About the project
This project aims to improve transition models in computational fluid dynamics (CFD) to achieve better agreement between simulations and scale model wind tunnel experiments. You will work closely with one of the world's largest aerospace companies to explore relevant problems in the aerospace industry.
Although there is information on the performance of transition models for attached flows around airfoils, little is known about their performance for bluff body flows, such as those around wheels or cylinders. This project will improve our understanding of transition modelling and the correlation between CFD and scale wind tunnel experiments on realistic industrial geometries.
In most industrial aerodynamic applications, such as aerospace, motorsport, and renewables, wind tunnel experiments are typically performed at Reynolds numbers significantly lower than full-scale.

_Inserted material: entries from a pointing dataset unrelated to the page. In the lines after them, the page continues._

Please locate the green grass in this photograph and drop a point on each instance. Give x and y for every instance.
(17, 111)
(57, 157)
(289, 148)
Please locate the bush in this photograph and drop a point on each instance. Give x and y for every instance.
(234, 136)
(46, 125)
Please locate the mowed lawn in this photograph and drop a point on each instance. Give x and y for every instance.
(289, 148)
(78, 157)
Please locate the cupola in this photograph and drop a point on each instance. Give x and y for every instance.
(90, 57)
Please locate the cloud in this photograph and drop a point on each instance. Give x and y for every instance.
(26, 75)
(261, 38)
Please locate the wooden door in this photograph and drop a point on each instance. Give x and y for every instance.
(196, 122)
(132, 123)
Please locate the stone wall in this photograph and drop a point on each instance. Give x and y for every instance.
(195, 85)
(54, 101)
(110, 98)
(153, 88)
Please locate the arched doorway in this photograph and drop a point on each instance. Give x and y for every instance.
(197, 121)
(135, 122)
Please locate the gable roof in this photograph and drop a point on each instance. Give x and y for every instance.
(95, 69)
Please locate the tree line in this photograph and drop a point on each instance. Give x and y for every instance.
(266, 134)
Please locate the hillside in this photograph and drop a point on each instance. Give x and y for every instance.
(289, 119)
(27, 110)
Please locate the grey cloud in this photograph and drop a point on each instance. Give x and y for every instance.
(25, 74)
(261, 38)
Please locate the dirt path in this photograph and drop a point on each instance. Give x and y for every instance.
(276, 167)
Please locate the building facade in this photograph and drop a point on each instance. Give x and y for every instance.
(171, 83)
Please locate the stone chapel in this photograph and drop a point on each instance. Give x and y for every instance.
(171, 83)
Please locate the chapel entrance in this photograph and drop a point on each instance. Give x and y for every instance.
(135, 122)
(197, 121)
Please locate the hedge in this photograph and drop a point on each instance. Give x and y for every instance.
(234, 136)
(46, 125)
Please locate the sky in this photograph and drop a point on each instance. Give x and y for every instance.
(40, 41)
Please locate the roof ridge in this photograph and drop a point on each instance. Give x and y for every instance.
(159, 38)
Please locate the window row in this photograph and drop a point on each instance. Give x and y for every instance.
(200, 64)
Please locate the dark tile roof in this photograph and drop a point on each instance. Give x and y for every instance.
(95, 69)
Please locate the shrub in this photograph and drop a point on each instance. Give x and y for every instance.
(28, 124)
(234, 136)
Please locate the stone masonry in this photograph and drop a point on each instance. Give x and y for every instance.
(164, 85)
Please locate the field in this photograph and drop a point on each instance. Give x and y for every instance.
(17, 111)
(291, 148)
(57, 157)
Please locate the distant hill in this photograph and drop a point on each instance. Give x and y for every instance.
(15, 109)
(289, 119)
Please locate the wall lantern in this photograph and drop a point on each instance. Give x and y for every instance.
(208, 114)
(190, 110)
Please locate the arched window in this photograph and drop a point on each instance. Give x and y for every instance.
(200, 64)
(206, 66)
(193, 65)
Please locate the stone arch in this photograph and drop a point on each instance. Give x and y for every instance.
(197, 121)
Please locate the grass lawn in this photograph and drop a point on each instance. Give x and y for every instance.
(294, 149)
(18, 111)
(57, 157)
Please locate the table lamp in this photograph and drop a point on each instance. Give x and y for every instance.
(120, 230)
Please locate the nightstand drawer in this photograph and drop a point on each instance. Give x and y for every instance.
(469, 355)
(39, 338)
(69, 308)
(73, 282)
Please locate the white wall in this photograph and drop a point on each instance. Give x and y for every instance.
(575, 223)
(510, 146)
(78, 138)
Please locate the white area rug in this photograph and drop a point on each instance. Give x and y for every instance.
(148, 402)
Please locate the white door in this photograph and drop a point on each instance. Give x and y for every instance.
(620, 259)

This leads to correlation issues between conventional CFD (which assumes fully turbulent boundary layers) and wind tunnel tests. One solution is to fix transition on the wind tunnel model, usually done using wires, grit strips, or zig-zag tape. While this is relatively easy for simple shapes, it is challenging for complicated, realistic industrial geometries.
While the focus is on computational methods, there is also an opportunity to conduct wind tunnel experiments for correlation data using the University of Southampton's extensive wind tunnel facilities.
This project offers a unique opportunity to work on a relevant engineering problem at the Airbus Noise Technology Centre (ANTC), part of the University of Southampton's Faculty of Engineering and Physical Sciences.
The ANTC was established in 2008 as a result of the long-standing collaboration between Airbus and the University on various research and development projects. The centre brings together academic staff, research fellows, and PhD students to solve industrially relevant problems using state-of-the-art computer simulations and wind tunnel testing.